Einiges wissen die Forscher aber doch: So wurde das Königreich
von Meroe auch Nubien genannt, was so viel wie "Goldland" bedeutet. Aufgrund der
dortigen Ressourcen, die im Namen anklingen, versuchte das römisch-ägyptische
Reich die Meroiten zu bezwingen, was jedoch misslang. Daraufhin entstand das
Großreich von Meroe, das sich völlig ungestört an der Schnittstelle zwischen
Afrika und der antiken Welt entwickeln konnte.
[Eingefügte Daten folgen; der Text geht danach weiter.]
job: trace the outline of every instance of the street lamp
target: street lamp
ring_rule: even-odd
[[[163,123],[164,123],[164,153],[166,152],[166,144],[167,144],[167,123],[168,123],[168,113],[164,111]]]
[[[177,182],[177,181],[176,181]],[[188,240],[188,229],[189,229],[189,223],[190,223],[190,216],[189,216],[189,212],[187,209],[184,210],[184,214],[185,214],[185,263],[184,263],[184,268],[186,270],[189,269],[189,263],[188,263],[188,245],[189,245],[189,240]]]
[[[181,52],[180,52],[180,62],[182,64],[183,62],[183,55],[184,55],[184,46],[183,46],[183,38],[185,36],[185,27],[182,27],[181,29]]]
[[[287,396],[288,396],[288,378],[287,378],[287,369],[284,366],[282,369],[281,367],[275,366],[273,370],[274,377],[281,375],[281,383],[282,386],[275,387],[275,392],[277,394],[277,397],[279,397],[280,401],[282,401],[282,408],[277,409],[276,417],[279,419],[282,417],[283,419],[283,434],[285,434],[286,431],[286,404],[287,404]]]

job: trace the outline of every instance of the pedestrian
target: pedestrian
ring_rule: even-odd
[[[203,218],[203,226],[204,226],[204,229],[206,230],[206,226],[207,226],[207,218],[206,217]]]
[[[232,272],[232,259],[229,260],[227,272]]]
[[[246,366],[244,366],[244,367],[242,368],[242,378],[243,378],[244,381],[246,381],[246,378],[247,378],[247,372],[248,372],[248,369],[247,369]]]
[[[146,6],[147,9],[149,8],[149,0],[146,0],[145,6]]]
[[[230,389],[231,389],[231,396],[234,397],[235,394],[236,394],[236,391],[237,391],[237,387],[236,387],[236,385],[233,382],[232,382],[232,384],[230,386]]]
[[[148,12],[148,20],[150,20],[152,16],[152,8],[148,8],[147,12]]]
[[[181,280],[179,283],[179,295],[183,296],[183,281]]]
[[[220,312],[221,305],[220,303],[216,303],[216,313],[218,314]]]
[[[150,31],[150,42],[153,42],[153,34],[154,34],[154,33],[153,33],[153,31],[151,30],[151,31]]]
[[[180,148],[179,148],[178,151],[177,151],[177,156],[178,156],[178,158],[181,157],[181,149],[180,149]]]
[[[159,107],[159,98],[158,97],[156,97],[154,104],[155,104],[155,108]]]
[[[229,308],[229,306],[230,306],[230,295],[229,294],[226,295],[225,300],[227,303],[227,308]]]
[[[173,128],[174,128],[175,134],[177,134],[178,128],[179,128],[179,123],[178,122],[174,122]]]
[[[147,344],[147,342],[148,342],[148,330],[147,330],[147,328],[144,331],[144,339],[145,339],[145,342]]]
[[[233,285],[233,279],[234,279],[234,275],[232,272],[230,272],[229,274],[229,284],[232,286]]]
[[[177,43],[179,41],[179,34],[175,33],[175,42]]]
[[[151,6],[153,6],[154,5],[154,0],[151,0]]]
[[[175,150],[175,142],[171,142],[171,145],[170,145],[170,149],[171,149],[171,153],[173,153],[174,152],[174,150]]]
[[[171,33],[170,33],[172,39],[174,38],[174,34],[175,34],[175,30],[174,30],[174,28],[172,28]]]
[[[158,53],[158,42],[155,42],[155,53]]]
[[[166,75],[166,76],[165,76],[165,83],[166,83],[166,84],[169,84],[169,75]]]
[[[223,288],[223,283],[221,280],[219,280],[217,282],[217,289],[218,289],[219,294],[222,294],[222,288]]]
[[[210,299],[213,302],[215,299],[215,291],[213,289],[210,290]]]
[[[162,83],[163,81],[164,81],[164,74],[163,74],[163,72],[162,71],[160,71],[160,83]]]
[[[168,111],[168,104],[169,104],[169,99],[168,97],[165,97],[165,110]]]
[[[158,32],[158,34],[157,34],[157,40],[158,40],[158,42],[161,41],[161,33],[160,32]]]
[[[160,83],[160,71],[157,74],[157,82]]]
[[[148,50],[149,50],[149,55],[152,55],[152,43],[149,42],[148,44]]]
Wie sich afrikanische und antike
Elemente vermischen, zeigt sich beispielsweise in der Tempelarchitektur: So gibt
es korinthische Kapitelle, die mit ägyptischen Elementen (Löwenköpfen o.ä.)
verbunden sind. Schon damals hatten die Nomaden der meroitischen Kultur Kontakt
zum afrikanischen Kontinent und gleichzeitig zu dem, was wir heute Abendland
nennen. Diese Schnittstelle zwischen Afrika und Europa berührt sich im heutigen
Sudan.
Nach dem Erdbeben im 2. Jh. n. Ch. gab es keinerlei Versuche, die
Stadt wieder aufzubauen, und sie versank mitsamt ihrer schützenden Sand- und
Schuttdecke. Erst durch die militärische Eroberung des Sudans unter Ismail
Pascha 1821 und die Forschungsreisenden in der 1. Hälfte des 19. Jahrhundert,
unter denen Fürst Hermann von Pückler-Muskau und Richard Lepsius einen
hervorragenden Platz einnehmen, wurde Naga wieder bekannt.
Das von der
Deutschen Forschungsgemeinschaft (DFG) und einem privaten Förderverein
finanzierte Projekt soll 2009 abgeschlossen sein.
Quelle: Pressemitteilung Informationsdienst Wissenschaft e.V.